Hi Guys
i have an array like below
int[] array = new array[n];// n may be 2,3,4
example for N = 4
int[] array = new array[4];
array[0] = 2;
array[1] = 4;
array[2] = 6;
array[3] = 8;
how i calculate all unrepeated combination of this array without using linq may be within?
2,4,6,8
2,4,8,6
2,8,6,4
2,6,4,6
8,6,4,2
2,4,6,8
.......
.......
.......
Well, given that you are looking for all unrepeated combinations, that means there will be N! such combinations... (so, in your case, N! = 4! = 24 such combinations).
As I'm in the middle of posting this, dommer has pointed out a good implementation.
Just be warned that it's is going to get really slow for large values of N (since there are N! permutations).
Think about the two possible states of the world to see if that sheds any light.
1) There are no dupes in my array(i.e. each number in the array is unique). In this case, how many possible permutations are there?
2) There is one single dupe in the array.
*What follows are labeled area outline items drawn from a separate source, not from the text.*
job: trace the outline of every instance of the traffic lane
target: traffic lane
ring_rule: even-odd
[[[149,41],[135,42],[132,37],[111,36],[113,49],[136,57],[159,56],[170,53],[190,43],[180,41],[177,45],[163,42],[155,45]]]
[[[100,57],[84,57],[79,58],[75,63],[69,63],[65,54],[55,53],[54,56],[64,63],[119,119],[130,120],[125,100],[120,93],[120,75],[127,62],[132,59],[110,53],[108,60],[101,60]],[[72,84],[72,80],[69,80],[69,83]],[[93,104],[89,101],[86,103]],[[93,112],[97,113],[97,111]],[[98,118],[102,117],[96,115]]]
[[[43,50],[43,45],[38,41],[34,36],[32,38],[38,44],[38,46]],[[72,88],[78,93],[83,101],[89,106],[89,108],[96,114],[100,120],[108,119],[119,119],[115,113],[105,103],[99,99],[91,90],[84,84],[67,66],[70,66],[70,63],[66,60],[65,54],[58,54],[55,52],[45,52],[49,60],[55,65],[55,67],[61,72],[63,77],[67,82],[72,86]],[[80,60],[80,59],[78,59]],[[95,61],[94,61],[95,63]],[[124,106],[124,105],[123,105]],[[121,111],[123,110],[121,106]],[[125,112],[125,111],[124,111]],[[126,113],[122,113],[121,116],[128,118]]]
So, of the number of permutations that you calculated in part one, how many are just duplicates
Hmmm, lets take a three element array for simplicity
1,3,5 has how many permutations?
1,3,5
1,5,3
3,1,5
3,5,1
5,1,3
5,3,1
So six permutations
Now what happens if we change the list to say 1,5,5?
We get
1,5,5
5,1,5
5,5,1
My question to you would be, how can you express this via factorials?
Perhaps try writing out all the permutations with a four element array and see if the light bulb goes off?
1,5,5 this is impossible in my problem. i reject array if it has same element.